Home-grown nightlife brand The Butter Factory is taking back the name and branding rights from its franchisee in Kuala Lumpur.
The group announced on Thursday that it has terminated its franchise agreement with Malaysian operator JV Entertainment - which has been running The Butter Factory KL since August 2012 - due to "numerous" contractual breaches by JV Entertainment.
The Butter Factory's executive chairman Tay Eu-Yen tells Life! that the breaches included violations of a non-competition clause when JV Entertainment promoted another club and The Butter Factory Group's branding standards. JV Entertainment also defaulted on payment over the past six months.
Without delving into details, she acknowledged that there were also issues over the KL club's branding and marketing strategy, which she felt "impaired The Butter Factory's reputation".
She did not say how much money was owed to her company.
JV Entertainment, led by executive chairman Victor Hoo, signed a three-year franchise agreement with The Butter Factory in 2012 and started the KL club in August that year.
Located in Jalan Kia Peng, the 10,000-sq ft, two-storey nightclub, which was set up at a cost of $2.45 million, quickly became a destination nightspot in Kuala Lumpur.
It was the first franchise outlet started by The Butter Factory Group, which currently runs its nightclub at One Fullerton and Sauce Bar at the Esplanade.
Ms Tay, who stressed that the partnership "did not end on bad terms" and that JV Entertainment "understood why we needed to do that", adds: "The gist is, we feel that in terms of brand and reputation, we have been hurt by the way JV Entertainment has conducted business.
"I don't think it was ill-intended or malicious... they're trying their best.
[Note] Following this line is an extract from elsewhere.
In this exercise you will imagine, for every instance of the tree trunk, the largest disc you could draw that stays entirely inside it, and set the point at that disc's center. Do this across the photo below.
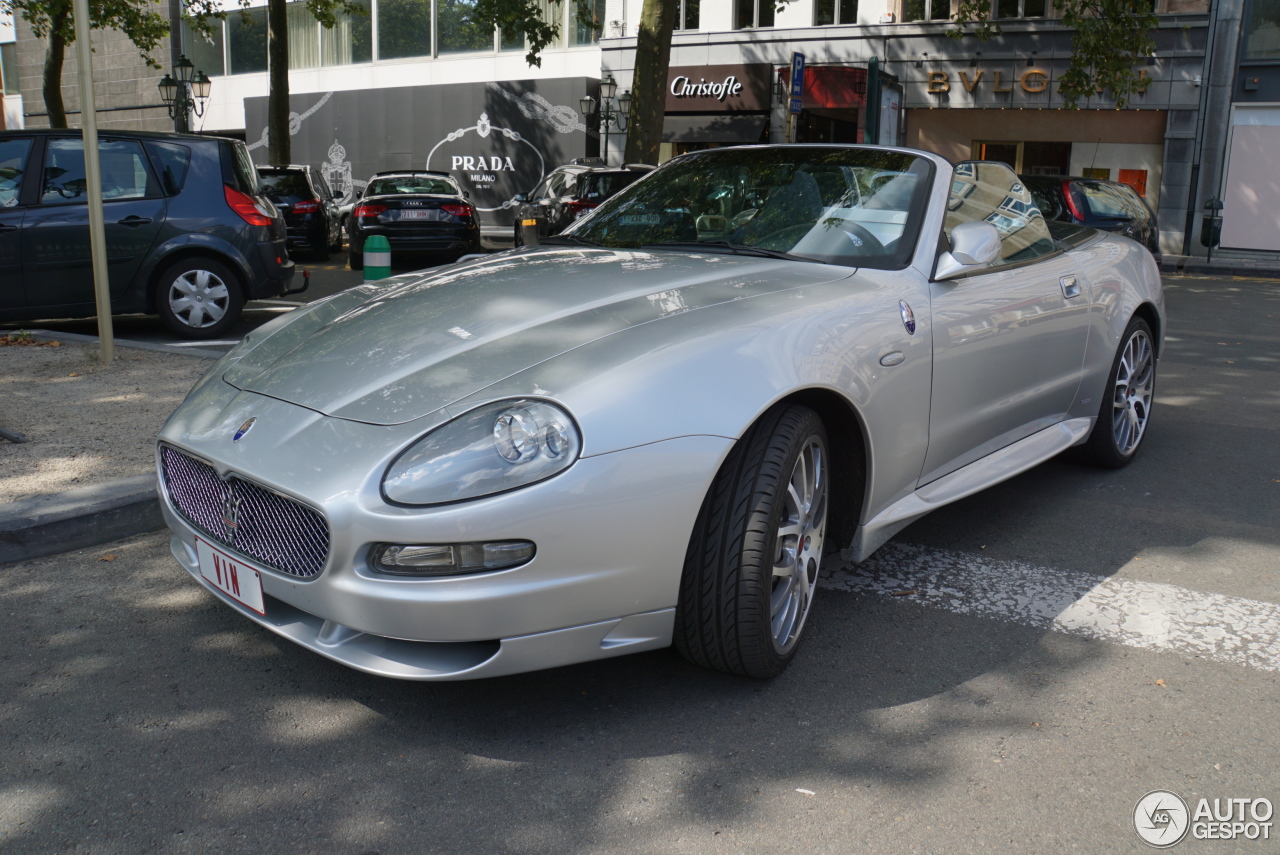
(649, 86)
(278, 64)
(53, 83)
It's just a business decision that we cannot continue."
Ms Tay says it was a "series of events in the last quarter" that led to the company finally deciding to terminate the franchise agreement. But the straw that broke the camel's back was when JV Entertainment was found to be promoting another nightclub, Mastro KL.
Mastro KL, which opened last month, takes over the second-storey space of The Butter Factory KL.
Ms Tay says: "We cautioned that it shouldn't be another club because that would cannibalise The Butter Factory KL and would be bad for JV Entertainment's business."
She later found out via Facebook that JV Entertainment had entered into a management agreement to promote the competing club above Butter Factory KL.
She says: "That, to us, is a very clear breach of our non-competition clause."
But Ms Tay says she has no regrets about her company's first franchise venture and is not ruling out other franchise opportunities in the future.
"I don't think we see this as a failure, we're very willing to explore franchise opportunities across the region; it's not something demoralising. It was a good experience and we had a good time in KL."